When we detrained there was time to wait for our family to pick us up. I distracted myself by walking through Union Station, a station I have known so well over the decades of my love affair with train travel. I narrowed my view through my camera lens. I focused on anything that had nothing to do with why I was there. It helped. I haven't looked at those photos yet, though I know it was good shoot with amazing fountain shots and some really cool photos of my son.
I walked through my Grandmother's wake & funeral in an empty fog, functioning because there was no other choice. My aunt wanted me to take pictures at the viewing. "You push this button," I said handing her my Kodak. I don't do that; I do not look at the dead. I sure as hell don't take their pictures, especially not my Grandma's. I found a seat in the lobby with my Grandfather. He never remembers who I am any more. He wanted to go home. I wanted to go home. We both wanted to not be there, we both wanted to go back in time to when there was a home to go to, where she was. If I drove, I would have taken him and we would have stayed at the house together talking about whatever he wanted to tell me. But, I don't so we were both stuck in that hell.
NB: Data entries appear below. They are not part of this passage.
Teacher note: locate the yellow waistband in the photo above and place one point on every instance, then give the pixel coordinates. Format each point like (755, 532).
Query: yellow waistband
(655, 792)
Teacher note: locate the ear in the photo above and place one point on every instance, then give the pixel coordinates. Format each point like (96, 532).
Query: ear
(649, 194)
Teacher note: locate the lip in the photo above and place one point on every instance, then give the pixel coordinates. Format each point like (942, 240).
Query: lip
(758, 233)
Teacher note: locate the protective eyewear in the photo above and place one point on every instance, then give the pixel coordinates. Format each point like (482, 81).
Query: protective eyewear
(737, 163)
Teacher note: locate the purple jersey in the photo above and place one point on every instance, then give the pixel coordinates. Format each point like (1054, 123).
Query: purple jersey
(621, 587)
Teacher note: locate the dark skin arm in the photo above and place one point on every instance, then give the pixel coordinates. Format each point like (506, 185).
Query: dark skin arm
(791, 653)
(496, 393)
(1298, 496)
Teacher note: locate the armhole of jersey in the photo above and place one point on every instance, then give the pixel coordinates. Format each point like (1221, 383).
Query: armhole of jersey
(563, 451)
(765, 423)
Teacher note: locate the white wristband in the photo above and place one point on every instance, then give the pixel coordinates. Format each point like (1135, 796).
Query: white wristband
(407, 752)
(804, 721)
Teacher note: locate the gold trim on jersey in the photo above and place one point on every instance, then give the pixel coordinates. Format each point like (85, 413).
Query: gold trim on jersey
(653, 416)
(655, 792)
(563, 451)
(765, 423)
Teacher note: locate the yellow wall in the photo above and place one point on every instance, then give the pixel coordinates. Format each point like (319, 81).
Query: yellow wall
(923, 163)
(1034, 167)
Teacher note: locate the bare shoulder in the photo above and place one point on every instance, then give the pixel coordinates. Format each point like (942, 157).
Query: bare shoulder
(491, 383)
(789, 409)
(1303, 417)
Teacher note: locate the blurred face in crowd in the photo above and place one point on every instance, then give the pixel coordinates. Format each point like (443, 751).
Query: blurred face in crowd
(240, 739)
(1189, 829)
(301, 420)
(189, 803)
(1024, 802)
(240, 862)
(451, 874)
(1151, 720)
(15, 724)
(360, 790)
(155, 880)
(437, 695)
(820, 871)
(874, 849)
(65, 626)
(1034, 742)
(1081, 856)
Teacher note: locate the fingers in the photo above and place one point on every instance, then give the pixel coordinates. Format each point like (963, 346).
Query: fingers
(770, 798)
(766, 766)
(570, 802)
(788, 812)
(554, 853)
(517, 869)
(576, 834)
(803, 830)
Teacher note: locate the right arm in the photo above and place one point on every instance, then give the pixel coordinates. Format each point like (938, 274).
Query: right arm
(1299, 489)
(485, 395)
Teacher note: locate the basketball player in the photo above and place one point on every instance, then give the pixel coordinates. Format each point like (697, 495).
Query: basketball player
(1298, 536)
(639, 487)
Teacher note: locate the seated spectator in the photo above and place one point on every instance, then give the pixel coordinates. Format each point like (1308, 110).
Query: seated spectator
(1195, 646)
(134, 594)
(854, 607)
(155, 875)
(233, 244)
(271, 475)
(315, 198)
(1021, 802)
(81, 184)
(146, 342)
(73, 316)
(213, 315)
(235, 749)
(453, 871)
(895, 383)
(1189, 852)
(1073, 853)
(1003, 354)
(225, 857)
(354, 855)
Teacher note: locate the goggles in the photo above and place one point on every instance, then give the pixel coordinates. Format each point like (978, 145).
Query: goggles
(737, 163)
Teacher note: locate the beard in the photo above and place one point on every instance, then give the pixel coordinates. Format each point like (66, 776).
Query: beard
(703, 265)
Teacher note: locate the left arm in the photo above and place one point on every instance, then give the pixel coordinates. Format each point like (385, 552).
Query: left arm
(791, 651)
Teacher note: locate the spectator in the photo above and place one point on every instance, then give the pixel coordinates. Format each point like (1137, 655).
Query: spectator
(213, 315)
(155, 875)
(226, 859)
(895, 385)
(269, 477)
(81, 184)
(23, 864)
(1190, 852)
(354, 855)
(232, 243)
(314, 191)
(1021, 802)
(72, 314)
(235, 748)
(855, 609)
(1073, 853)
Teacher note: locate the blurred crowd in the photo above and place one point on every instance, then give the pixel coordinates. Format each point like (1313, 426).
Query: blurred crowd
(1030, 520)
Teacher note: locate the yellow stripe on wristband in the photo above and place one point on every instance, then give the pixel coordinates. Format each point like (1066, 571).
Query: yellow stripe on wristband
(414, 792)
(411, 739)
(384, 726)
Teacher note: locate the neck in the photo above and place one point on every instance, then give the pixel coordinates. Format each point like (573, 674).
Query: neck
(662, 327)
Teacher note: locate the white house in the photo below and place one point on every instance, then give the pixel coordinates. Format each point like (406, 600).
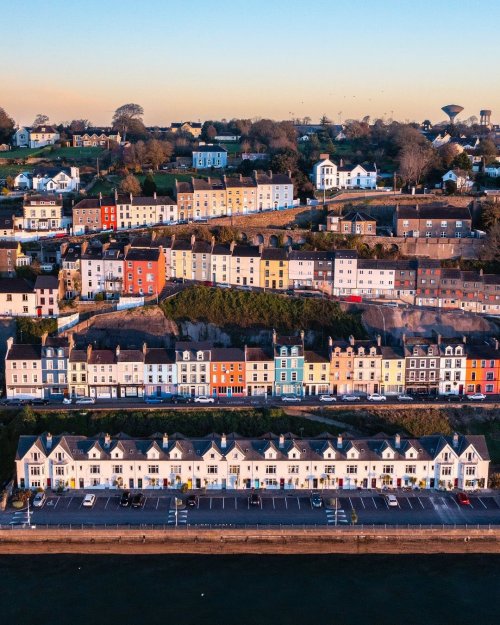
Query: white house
(327, 175)
(21, 138)
(208, 155)
(53, 180)
(460, 178)
(274, 463)
(42, 136)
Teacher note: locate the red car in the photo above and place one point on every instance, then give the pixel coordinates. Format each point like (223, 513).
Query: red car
(463, 499)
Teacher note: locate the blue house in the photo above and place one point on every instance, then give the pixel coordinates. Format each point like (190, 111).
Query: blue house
(208, 155)
(288, 364)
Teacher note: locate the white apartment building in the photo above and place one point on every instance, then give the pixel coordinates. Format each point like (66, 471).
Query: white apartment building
(274, 463)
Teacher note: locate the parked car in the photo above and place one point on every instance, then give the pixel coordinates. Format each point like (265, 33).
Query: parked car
(125, 499)
(254, 499)
(291, 398)
(39, 500)
(192, 501)
(404, 397)
(350, 398)
(85, 400)
(391, 501)
(138, 500)
(463, 499)
(181, 399)
(204, 399)
(477, 397)
(327, 398)
(316, 500)
(377, 397)
(88, 501)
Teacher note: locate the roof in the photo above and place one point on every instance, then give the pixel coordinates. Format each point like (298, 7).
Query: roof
(432, 211)
(19, 351)
(47, 282)
(15, 285)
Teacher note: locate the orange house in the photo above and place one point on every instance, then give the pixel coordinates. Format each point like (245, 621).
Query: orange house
(108, 214)
(144, 271)
(482, 369)
(227, 372)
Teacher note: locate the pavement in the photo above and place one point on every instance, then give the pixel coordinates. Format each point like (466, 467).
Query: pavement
(277, 508)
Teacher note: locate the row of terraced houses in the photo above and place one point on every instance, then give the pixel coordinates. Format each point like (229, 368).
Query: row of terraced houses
(432, 366)
(143, 267)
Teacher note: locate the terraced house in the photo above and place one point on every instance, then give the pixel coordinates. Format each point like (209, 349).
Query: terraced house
(271, 462)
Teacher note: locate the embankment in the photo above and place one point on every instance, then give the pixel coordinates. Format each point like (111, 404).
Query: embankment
(235, 541)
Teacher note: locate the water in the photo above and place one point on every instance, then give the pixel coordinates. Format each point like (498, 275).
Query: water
(248, 590)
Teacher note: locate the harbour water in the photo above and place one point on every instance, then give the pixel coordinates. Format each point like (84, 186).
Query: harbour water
(250, 589)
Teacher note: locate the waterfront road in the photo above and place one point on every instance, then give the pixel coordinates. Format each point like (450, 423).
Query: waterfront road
(221, 508)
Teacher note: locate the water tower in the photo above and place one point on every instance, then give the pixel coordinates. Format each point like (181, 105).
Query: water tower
(452, 110)
(485, 118)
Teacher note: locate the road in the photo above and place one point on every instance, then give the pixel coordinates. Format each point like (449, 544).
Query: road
(221, 508)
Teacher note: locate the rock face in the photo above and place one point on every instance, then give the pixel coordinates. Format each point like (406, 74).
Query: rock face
(394, 322)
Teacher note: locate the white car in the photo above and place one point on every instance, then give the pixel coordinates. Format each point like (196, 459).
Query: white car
(477, 397)
(291, 398)
(203, 399)
(39, 500)
(350, 398)
(376, 397)
(405, 397)
(327, 398)
(88, 501)
(85, 400)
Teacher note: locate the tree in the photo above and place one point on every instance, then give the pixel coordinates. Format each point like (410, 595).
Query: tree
(7, 125)
(130, 184)
(149, 185)
(40, 120)
(128, 117)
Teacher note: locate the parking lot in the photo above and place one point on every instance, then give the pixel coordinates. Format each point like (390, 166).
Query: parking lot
(224, 509)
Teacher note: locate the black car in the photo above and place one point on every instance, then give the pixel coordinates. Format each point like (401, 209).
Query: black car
(254, 499)
(125, 499)
(138, 500)
(192, 501)
(39, 402)
(181, 399)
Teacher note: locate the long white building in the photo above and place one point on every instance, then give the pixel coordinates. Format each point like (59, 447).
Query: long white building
(270, 462)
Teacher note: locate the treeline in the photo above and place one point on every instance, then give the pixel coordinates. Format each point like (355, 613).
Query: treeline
(247, 310)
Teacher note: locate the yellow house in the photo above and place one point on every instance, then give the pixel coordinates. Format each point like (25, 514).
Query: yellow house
(393, 371)
(316, 373)
(274, 268)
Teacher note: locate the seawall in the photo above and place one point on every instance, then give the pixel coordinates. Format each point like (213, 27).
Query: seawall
(235, 541)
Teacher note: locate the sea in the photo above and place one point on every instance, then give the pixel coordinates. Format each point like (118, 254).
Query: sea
(250, 589)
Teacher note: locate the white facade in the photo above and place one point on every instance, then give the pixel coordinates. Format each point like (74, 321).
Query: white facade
(327, 175)
(280, 463)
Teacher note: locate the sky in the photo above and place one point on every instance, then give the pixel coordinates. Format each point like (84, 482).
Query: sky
(283, 59)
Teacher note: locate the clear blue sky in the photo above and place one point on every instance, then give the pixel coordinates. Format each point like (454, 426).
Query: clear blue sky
(202, 59)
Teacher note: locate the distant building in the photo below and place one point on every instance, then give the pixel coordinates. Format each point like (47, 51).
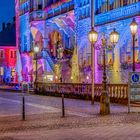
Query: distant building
(52, 26)
(8, 53)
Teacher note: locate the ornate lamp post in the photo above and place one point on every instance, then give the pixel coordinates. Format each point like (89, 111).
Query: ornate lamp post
(36, 50)
(104, 99)
(133, 27)
(93, 37)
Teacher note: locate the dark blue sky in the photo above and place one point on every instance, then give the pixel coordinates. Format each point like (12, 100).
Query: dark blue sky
(7, 11)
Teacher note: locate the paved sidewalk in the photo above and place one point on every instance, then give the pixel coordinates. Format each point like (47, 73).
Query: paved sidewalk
(82, 121)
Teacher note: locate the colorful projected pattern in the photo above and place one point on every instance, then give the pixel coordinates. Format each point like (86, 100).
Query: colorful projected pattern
(52, 25)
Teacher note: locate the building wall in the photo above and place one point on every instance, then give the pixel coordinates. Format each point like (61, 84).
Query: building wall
(118, 59)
The next day, after the funeral, I walked into the building which had been my grandparent's house. If I thought I was in a fog the day before, I can't begin to describe what I was sloughing through then. Not a full week had passed, but one aunt had removed photos, objects, clothing, anything which had ever made this feel like my grandparent's home. On auto pilot, I ate some food at the kitchen table with my brother and a cousin. The three of us kept naming things which were gone. I had enough and wandered into my Grandmother's bedroom. The walls were just about bare, gone were all the photos of all of us grandchildren and our children. I lay across her bed. I looked at the bedside table with the same lamp which had been there for over 30 years. I couldn't recall when it wasn't there. Suddenly I knew; besides the cast iron skillet in which she had made our tortillas I wanted the table or the lamp or both. I remember sleeping at Grandma's house my whole life and watching her pluck her eyebrows at that table with that light. It was the last light on in that house for my entire life.
Today my other aunt came down for lunch and to drop off some things to Eldest Daughter & Little Dude. She brought me a small stack of those laminated wallet photos we used to take of my children with Santa Claus or the Easter Bunny just to be able to give them to Gigi. She also brought me the lamp.